Insbesondere der sich fortsetzende Nachfragerückgang bei gleichzeitigen Kostensteigerungen belastet die Handwerksbetriebe in der Region Köln/ Bonn.
Rund 1.150 Betriebe haben sich vom 16. bis 31. März 2026 an der Frühjahrskonjunkturumfrage der Handwerkskammer zu Köln beteiligt. Präsident Thomas Radermacher stellte den Konjunkturbericht sowie die Ergebnisse einer Sonderumfrage zu Energiekosten am Donnerstag (23. April 2026) vor. Die Bewertung der aktuellen Lage fällt angesichts eines herausfordernden Marktumfelds durchwachsen aus: 32 Prozent der befragten Betriebe bewerten ihre Geschäftslage als gut, 47 Prozent als befriedigend und 21 Prozent als schlecht. Der Geschäftsklimaindex – ein Mix aus aktueller Geschäftslage und zukünftigen Erwartungen der Betriebe – hat im Vorjahresvergleich vier Zähler eingebüßt und liegt aktuell bei 105 Punkten.
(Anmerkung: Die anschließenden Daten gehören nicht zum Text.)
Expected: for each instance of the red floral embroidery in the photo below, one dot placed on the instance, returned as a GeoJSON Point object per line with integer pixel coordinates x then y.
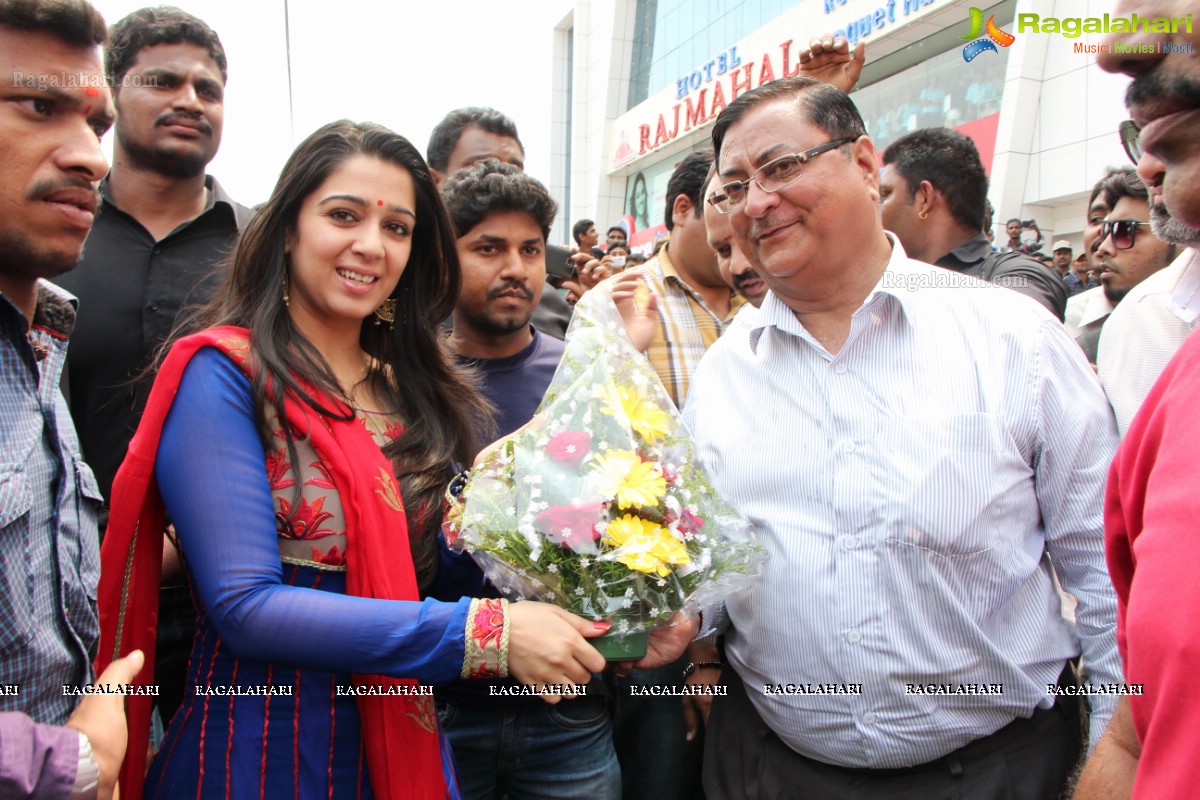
{"type": "Point", "coordinates": [334, 558]}
{"type": "Point", "coordinates": [486, 639]}
{"type": "Point", "coordinates": [277, 468]}
{"type": "Point", "coordinates": [324, 481]}
{"type": "Point", "coordinates": [307, 519]}
{"type": "Point", "coordinates": [489, 625]}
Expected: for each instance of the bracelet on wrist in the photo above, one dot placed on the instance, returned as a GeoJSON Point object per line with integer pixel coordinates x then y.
{"type": "Point", "coordinates": [701, 665]}
{"type": "Point", "coordinates": [457, 483]}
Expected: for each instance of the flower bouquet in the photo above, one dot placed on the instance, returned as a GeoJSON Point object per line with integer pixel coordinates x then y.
{"type": "Point", "coordinates": [600, 505]}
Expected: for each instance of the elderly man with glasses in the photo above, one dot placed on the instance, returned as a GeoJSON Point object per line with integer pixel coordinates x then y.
{"type": "Point", "coordinates": [921, 441]}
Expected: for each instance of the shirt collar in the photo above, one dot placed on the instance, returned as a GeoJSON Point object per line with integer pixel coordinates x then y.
{"type": "Point", "coordinates": [1096, 306]}
{"type": "Point", "coordinates": [215, 194]}
{"type": "Point", "coordinates": [1186, 301]}
{"type": "Point", "coordinates": [970, 252]}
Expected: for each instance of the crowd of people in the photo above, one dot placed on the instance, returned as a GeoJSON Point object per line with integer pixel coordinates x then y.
{"type": "Point", "coordinates": [228, 438]}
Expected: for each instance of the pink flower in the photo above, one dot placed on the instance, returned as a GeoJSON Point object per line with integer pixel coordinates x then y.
{"type": "Point", "coordinates": [690, 523]}
{"type": "Point", "coordinates": [569, 446]}
{"type": "Point", "coordinates": [573, 525]}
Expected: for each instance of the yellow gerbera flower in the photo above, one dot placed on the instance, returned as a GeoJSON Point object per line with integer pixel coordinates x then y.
{"type": "Point", "coordinates": [646, 417]}
{"type": "Point", "coordinates": [623, 475]}
{"type": "Point", "coordinates": [643, 546]}
{"type": "Point", "coordinates": [642, 486]}
{"type": "Point", "coordinates": [670, 549]}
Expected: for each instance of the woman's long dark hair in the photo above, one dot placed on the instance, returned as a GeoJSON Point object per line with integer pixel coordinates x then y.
{"type": "Point", "coordinates": [415, 377]}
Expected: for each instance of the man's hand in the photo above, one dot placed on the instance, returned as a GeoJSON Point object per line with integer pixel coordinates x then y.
{"type": "Point", "coordinates": [637, 306]}
{"type": "Point", "coordinates": [666, 644]}
{"type": "Point", "coordinates": [101, 717]}
{"type": "Point", "coordinates": [829, 59]}
{"type": "Point", "coordinates": [1109, 773]}
{"type": "Point", "coordinates": [696, 707]}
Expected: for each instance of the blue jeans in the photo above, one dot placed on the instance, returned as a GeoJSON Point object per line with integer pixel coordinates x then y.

Der Blick auf die unterschiedlichen Gewerkegruppen zeigt ein einheitliches, eher negatives Bild: Abgesehen vom Lebensmittelgewerbe – das auf niedrigem Niveau stagniert – hat sich die Geschäftslage in allen Gewerkegruppen im Halbjahresvergleich moderat verschlechtert.
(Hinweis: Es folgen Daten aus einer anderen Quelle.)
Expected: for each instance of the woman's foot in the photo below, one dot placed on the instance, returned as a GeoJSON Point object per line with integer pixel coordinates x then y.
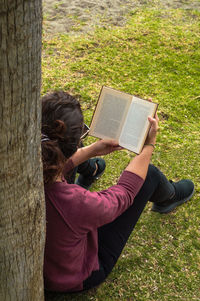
{"type": "Point", "coordinates": [184, 190]}
{"type": "Point", "coordinates": [87, 181]}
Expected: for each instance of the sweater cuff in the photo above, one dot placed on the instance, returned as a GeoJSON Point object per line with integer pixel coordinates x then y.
{"type": "Point", "coordinates": [131, 181]}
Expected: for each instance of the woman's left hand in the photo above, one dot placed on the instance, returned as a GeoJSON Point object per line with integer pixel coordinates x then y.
{"type": "Point", "coordinates": [105, 146]}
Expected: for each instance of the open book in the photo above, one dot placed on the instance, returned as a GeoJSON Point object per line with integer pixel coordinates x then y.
{"type": "Point", "coordinates": [122, 117]}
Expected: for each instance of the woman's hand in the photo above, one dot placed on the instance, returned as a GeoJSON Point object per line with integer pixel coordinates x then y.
{"type": "Point", "coordinates": [104, 147]}
{"type": "Point", "coordinates": [151, 138]}
{"type": "Point", "coordinates": [99, 148]}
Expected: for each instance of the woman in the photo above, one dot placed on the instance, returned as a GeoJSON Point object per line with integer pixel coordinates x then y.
{"type": "Point", "coordinates": [87, 231]}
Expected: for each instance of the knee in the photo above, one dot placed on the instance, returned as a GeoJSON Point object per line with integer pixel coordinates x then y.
{"type": "Point", "coordinates": [153, 174]}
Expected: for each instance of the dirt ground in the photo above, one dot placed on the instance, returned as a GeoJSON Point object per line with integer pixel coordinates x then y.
{"type": "Point", "coordinates": [79, 16]}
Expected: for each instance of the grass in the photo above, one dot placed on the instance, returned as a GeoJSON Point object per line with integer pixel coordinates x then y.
{"type": "Point", "coordinates": [156, 55]}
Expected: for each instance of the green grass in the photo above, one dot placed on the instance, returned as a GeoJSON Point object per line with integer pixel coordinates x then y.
{"type": "Point", "coordinates": [157, 54]}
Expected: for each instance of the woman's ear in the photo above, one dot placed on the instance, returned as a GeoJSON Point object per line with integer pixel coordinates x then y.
{"type": "Point", "coordinates": [60, 127]}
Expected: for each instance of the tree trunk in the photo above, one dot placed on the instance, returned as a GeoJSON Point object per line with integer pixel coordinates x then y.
{"type": "Point", "coordinates": [21, 184]}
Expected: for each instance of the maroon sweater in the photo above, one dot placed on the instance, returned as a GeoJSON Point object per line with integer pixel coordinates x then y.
{"type": "Point", "coordinates": [73, 215]}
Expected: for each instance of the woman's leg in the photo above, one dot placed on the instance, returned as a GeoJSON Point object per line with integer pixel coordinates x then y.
{"type": "Point", "coordinates": [113, 236]}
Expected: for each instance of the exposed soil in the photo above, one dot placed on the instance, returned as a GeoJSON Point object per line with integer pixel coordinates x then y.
{"type": "Point", "coordinates": [79, 16]}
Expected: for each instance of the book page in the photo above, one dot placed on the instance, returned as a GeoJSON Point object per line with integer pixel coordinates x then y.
{"type": "Point", "coordinates": [110, 114]}
{"type": "Point", "coordinates": [136, 126]}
Einen möglichen Ansatz gegen die schwächelnde Nachfrage sieht HWK-Präsident Radermacher in der Reform der Vergabe öffentlicher Aufträge:
„In unserer Standortzufriedenheitsumfrage im vergangenen Jahr haben 80 Prozent der Handwerksbetriebe angegeben, sich in den letzten fünf Jahren nicht bei Vergabeverfahren für öffentliche Aufträge beworben zu haben. Insbesondere der bürokratische Aufwand und die Komplexität der Verfahren wurde als Hinderungsgrund genannt. In der Vergabereform liegt ein gewaltiges Potenzial, das die Kommunen nutzen müssen, damit sich mehr Betriebe an öffentlichen Aufträgen beteiligen. Die Fach- und Teillosvergabe muss dabei zwingend erhalten werden, um die mittelständischen Betriebe nicht vom Wettbewerb auszuschließen.“
"Letztlich belasten gestiegene Energiekosten nicht nur die Handwerksbetriebe: In der Umfrage gaben 59 Prozent der Betriebe an, gestiegene Energiekosten an ihre Kundinnen und Kunden weiterzugeben. Die Entwicklungen bei den Energie- und Spritpreisen führen also unmittelbar dazu, dass handwerkliche Produkte und Dienstleistungen teurer werden.
Indes hat mehr als die Hälfte der Betriebe (61 Prozent) bereits Maßnahmen zur Energiekostensenkung ergriffen oder plant diese. Dabei liegt der Fokus auf energieeffizienteren Anlagen und Maschinen, der Eigenerzeugung von Strom und auf Speichertechnologien."